Tuesday, August 12, 2014

Visualizing Bike Trip Data

In an earlier post I discussed the Bay Area Bike Share program, which is coming up on its one year anniversary.  BABS has released several detailed data sets that cover the first half year of operations, and held a challenge for "...anyone with a bit of curiosity to present the data in visually compelling ways."

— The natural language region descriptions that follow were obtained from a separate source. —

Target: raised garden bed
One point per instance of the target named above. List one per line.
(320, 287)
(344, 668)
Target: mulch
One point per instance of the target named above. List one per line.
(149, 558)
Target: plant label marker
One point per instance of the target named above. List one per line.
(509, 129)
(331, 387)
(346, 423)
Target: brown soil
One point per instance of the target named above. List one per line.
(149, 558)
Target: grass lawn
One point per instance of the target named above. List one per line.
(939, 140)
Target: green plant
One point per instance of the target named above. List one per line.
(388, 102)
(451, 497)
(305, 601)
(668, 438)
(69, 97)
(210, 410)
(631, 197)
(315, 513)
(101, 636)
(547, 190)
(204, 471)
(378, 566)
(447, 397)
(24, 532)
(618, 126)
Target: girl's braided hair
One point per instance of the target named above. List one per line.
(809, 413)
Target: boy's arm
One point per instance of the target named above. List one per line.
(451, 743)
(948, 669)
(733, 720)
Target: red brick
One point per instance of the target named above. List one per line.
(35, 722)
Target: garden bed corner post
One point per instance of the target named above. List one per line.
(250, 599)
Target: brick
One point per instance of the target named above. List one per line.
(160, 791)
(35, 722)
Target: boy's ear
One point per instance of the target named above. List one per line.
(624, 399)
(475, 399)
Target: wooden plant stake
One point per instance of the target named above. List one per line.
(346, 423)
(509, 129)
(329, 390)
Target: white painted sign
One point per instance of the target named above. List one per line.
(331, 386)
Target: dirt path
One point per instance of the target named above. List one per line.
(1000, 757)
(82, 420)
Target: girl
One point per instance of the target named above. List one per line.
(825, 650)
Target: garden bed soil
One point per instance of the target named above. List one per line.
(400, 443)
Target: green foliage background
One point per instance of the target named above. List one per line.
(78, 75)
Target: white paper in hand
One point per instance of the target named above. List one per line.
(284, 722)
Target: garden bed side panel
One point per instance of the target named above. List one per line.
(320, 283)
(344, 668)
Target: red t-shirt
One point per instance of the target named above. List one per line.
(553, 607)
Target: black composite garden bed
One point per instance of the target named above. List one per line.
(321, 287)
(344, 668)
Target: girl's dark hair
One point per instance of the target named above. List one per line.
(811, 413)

You can view the winners here.

Four separate data sets were included in this competition and these data can still be downloaded  at the link above.  These files include:

1) approximately 17 million records of "rebalancing data" (these show availability of bikes and docks at stations)
2) 69 station records (station latitude, longitude, etc.)
3) approximately. 144,000 trip records
4) 920 records of daily weather by city

To me the most interesting of these four is 3.), the trip data, which includes data on individual trips, including the starting and ending station, duration in seconds, and the rider's zip code.  I can foresee a variety of ways of using these data in teaching and research.  In fact, last year I used bike share trip data on the final exam I gave in my Economics Statistics class.  Questions 6 through 13 use some data (that ostensibly corresponds to my bike trips to and from campus and the San Jose train station,) to test understanding of a difference in means hypothesis test.  In my class, I also emphasize the connection between linear regression and difference-in-means tests, as I hope this brings into focus the "big picture" of statistical hypothesis tests for students.  I plan to use this approach to teaching statistics in the future, and now that BABS data is available, I can use it to develop corresponding empirical exercises.